Of course, companies that shed jobs do so to save money. But according to human resources experts like Mr Adler, they often reduce their headcount more than they necessarily need to in order to re-stock their pipeline of fresh talent.
Last year, US companies shed 2.6m jobs, the largest number in a calendar year since 1945. The unemployment rate in the US now stands at 8.1 per cent, according to the US Department of Labor, and many economists predict it could reach 10 per cent this year.
"Companies are talking about exploiting the environment," says Mr Adler. "There are some highly qualified people out there, and companies are taking the opportunity to assemble an A-team. They are taking the Draconian, Jack Welch approach of cutting the bottom 5 or 10 per cent, and replacing them with people who are going to be top performers."
Perhaps the biggest reason companies over-correct during tough economic times is that they can bring in new talent more easily – and often more cheaply – than they could in a good economy.
Mr Adler says this is particularly true of newly minted MBAs, or entry-level positions for recent college graduates. "They can be had for a starting salary of 10 to 20 per cent less than what the market would have demanded two or three years ago," he says.
The trend is evident in industries from finance to marketing to IT but is most pronounced at technology companies and consulting firms. "These companies are very attuned to the need for fresh blood, fresh ideas and innovation," Mr Adler says. "They realise they can bring in two bright people fresh out of school with the latest and greatest models for the price of one of their [current] employees."
Mr Adler says most companies use a rule of thumb of 5 per cent, meaning that if the organisation aims to decrease its payroll by 10 per cent, it downsizes by 15 per cent. "You do it in a way that it won’t make a material difference to meeting the needs of the business," he says.
‘Organisations recognise that there are better people out there so they "over-correct" on the downside to take advantage’
Simultaneous hiring and firing is standard business practice, but it has been exacerbated by the depth and severity of this recession, according to Emory Mulling, a consultant who runs an outplacement firm in Atlanta, Georgia.
Companies are not simply taking a hard look at their headcount but trying to think more strategically about their human capital: where they most need employees with specialised skills, and which departments are expendable. "There’s a saying that there’s nothing quite like a recession to get a company in order," says Mr Mulling.
Tough economic circumstances force companies to scrutinise employees – especially in the ranks of senior leadership – to determine whether they are the right candidate or whether there may be someone better, according to Elaine Eisenman, a former corporate human resources manager who runs the executive education programme at Babson’s business school just outside Boston.

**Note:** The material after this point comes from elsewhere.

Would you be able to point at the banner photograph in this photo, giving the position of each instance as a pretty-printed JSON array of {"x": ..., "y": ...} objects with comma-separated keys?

In a robust economy, poor performers tend to be shuffled into different jobs or moved to different locations; in a bad economy, they are let go.
"These are typically opportune times. Suddenly, you can get poor performers out with a lucrative [severance package]," she says.
Companies are also more likely to announce mass job losses today than they were 20 or 30 years ago, which also enables them to over-correct, says Detlev Suderow, a professor at Brandeis International Business School who specialises in international human resource management.
Shedding thousands of workers at a time is not a stain on a company’s record, and it does not damage its ability to recruit and retain workers. "Most companies realise there is no shame in laying people off. It’s normal, it’s accepted. Companies used to hire employees for life, but that’s not the case any more," he says.
Some companies, however, can go too far by mistake. Rather than a strategic, thoughtful restructuring of their workforce, they embark on a short-term cost-cutting exercise where they let workers go, but soon need to go on a hiring spree because there aren’t enough employees left to do all the work.
"There are some companies that have cut the number of people, but don’t reduce the work," says Eric Abrahamson, a professor at Columbia Business School who studies techniques for managing organisations and their employees. "That works for a while, but then the quality drops. There’s a reflex of cutting costs by getting rid of people, but you have to rationalise the work, too."